Of course, this does mean that you’re moving all your trust from your key to people’s Azure logins. But whereas keys are just secret strings of letters and numbers, Azure AD logins are much more secure – it generally requires two-factor authentication, and (I think) it tracks login behavior for suspicious activity (e.g. if I try and login from Duke in the morning and Moscow at lunch, my guess it that Azure would ask for some extra verifications).

So what service is best? In general, Azure AD is more secure and often easier to use, so you probably want to use it when you can, but there are still situations where you might want to use a key. For example…

SSH Authentication

While most of the time we have the option of easily accessing Azure services using Azure AD, one exception is when you want to ssh into a virtual machine. (Azure has something for this, Key Vault, but not gonna lie: seems super complicated…)
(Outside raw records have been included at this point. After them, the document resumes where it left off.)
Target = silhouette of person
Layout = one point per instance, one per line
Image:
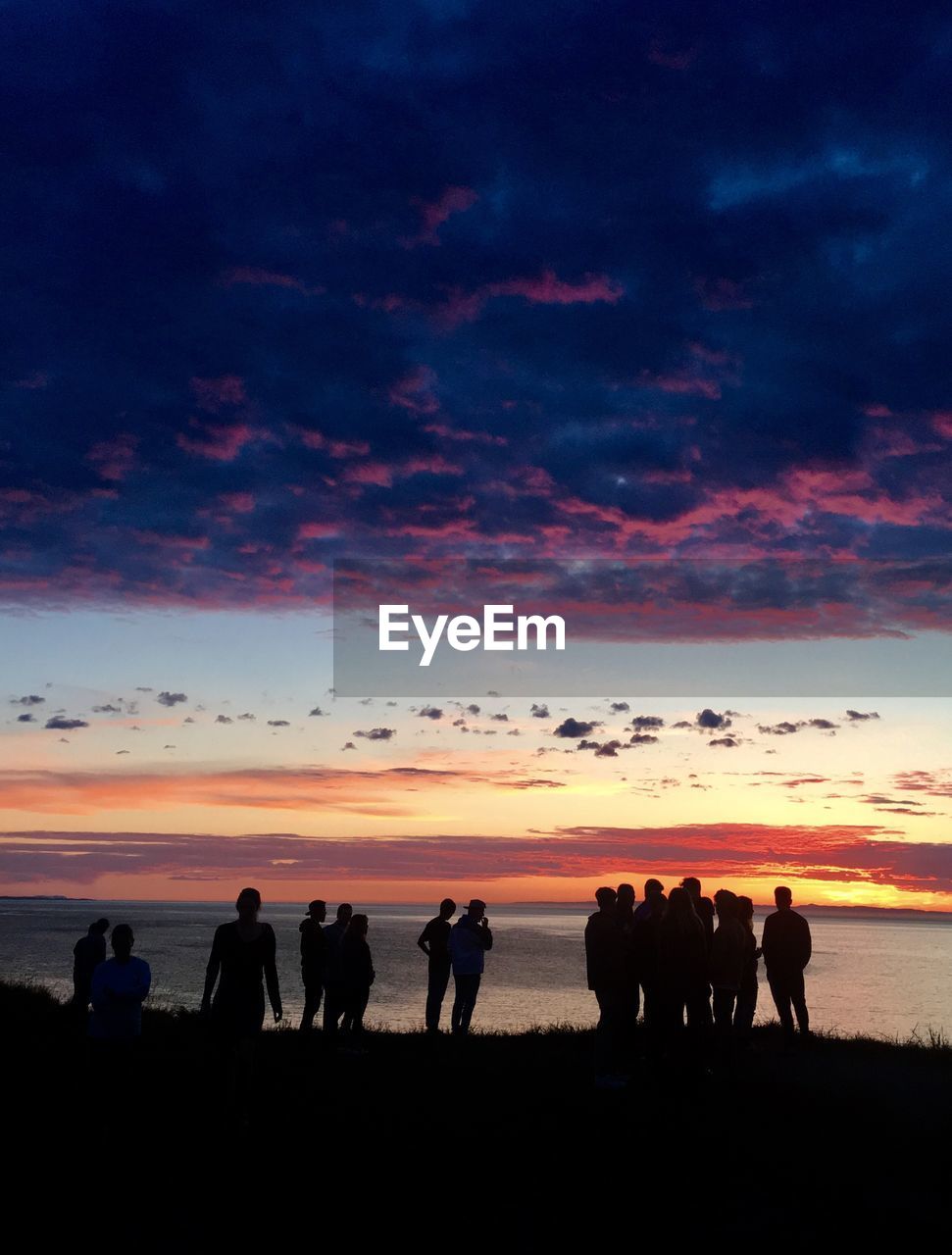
(88, 953)
(652, 887)
(356, 968)
(786, 950)
(333, 980)
(470, 939)
(243, 953)
(703, 906)
(434, 942)
(647, 922)
(682, 971)
(605, 953)
(727, 968)
(625, 913)
(314, 960)
(748, 993)
(120, 988)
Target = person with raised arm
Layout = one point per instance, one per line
(470, 939)
(434, 942)
(788, 948)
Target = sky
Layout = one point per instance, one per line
(616, 294)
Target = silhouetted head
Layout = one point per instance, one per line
(727, 904)
(124, 941)
(745, 910)
(680, 902)
(247, 904)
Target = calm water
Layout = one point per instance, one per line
(876, 977)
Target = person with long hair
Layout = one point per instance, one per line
(243, 954)
(356, 976)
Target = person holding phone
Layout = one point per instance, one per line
(470, 939)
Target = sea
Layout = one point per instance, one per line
(880, 977)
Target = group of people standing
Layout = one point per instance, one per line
(336, 965)
(699, 982)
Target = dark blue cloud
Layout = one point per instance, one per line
(467, 277)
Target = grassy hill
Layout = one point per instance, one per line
(499, 1137)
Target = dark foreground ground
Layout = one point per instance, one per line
(497, 1142)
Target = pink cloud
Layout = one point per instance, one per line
(434, 214)
(216, 440)
(416, 390)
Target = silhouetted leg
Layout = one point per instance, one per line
(332, 1008)
(609, 1030)
(311, 1005)
(724, 1000)
(435, 993)
(780, 991)
(799, 1003)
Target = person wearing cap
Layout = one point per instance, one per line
(434, 942)
(88, 953)
(470, 939)
(314, 960)
(120, 988)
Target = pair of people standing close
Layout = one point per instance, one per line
(335, 960)
(462, 949)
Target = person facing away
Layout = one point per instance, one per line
(605, 955)
(625, 913)
(470, 939)
(748, 991)
(332, 981)
(356, 968)
(654, 894)
(703, 906)
(314, 960)
(88, 953)
(243, 954)
(682, 964)
(120, 986)
(786, 950)
(647, 922)
(727, 959)
(434, 942)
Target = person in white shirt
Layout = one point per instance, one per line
(120, 988)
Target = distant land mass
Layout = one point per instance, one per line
(40, 897)
(811, 908)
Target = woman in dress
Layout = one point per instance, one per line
(243, 957)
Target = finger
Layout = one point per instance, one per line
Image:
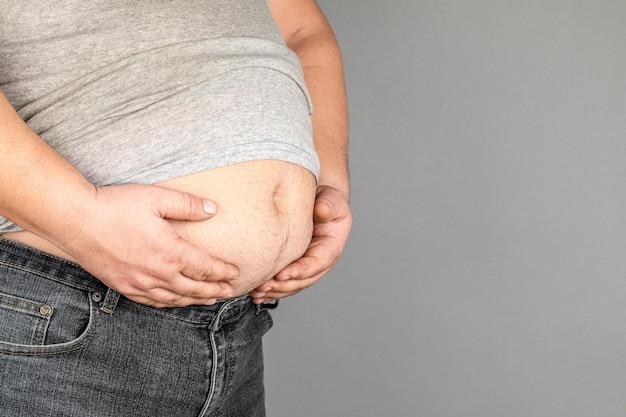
(318, 259)
(178, 205)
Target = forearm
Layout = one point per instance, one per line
(40, 190)
(308, 34)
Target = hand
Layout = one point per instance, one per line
(332, 223)
(128, 243)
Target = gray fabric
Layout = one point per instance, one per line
(146, 91)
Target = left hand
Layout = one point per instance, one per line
(332, 222)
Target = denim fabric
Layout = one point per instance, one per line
(69, 346)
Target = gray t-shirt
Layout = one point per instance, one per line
(144, 91)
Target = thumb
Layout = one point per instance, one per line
(179, 205)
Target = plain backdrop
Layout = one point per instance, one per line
(485, 275)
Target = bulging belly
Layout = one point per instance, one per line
(264, 219)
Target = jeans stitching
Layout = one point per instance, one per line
(48, 350)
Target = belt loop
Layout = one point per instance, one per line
(110, 301)
(266, 306)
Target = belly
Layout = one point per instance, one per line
(264, 219)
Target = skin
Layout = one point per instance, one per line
(307, 32)
(123, 234)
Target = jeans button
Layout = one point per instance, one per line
(45, 310)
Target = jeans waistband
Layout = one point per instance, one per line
(69, 273)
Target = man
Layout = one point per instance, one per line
(128, 236)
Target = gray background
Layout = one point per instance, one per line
(485, 274)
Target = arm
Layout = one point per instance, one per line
(120, 234)
(307, 32)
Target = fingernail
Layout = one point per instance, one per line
(209, 206)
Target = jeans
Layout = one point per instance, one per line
(70, 346)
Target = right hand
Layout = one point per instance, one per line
(128, 243)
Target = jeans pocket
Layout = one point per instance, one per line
(45, 317)
(23, 321)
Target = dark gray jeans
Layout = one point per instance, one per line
(69, 346)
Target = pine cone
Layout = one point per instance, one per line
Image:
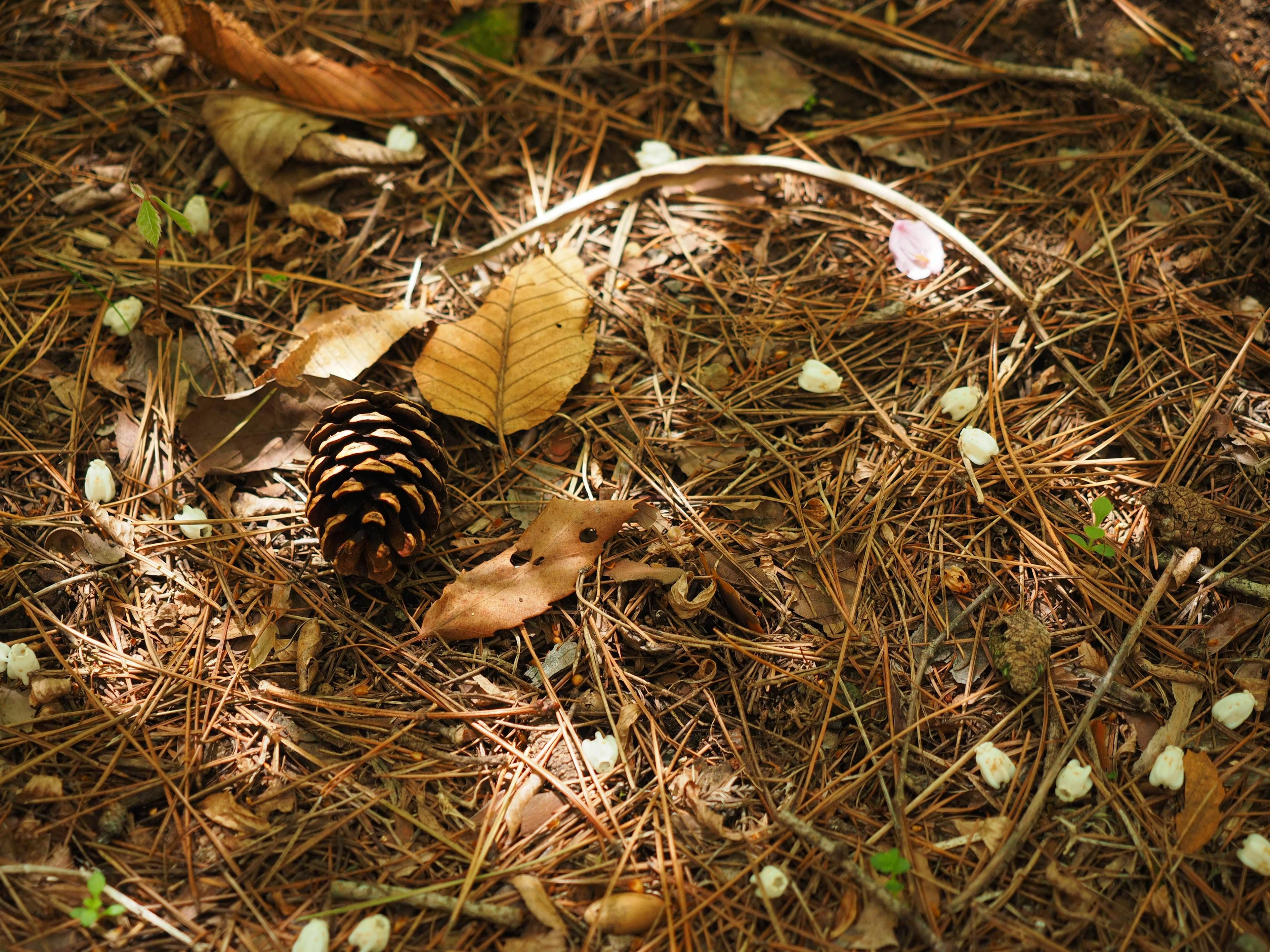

sshing is when you connect to a virtual machine from the command line (e.g. your command line session becomes a command line session on the virtual machine) using the Secure SHell protocol. This is great both for working on a virtual machine, and also moving files back and forth (as both scp and rsync — the easiest tools for transfering data between computers from the command line — run on ssh.) If you don’t know much about ssh, here’s a probably-a-little-too-in-depth-but-good tutorial.

There are a couple ways to connect two computers using ssh. The first is to just connect normally (type ssh <username>@<hostcomputeraddress>) then answer the password prompts. The problem with this strategy, however, is that Azure doesn’t support password prompts because user-created passwords tend to be wildly insecure.

So the second option to use an RSA keypair, which is where you generate a pair of matching keys on your own computer (they get stored in ~/.ssh), then give one to the VM you want to connect with at setup. From that point forward, whenever you type ssh <username>@<hostcomputeraddress> (or use scp to copy files), your computer will automatically check these codes and log you in automatically.

You can find a tutorial on setting up ssh keypairs on Mac or Linux here, and on Windows here.

Conclusion

So what authentication system should you use?

If your system is just for you, and your data’s not super sensitive, using keys is probably fine. But Azure AD is better, safer, and often just as easy to use. And if you’re working with a team, I dare say it’s a must.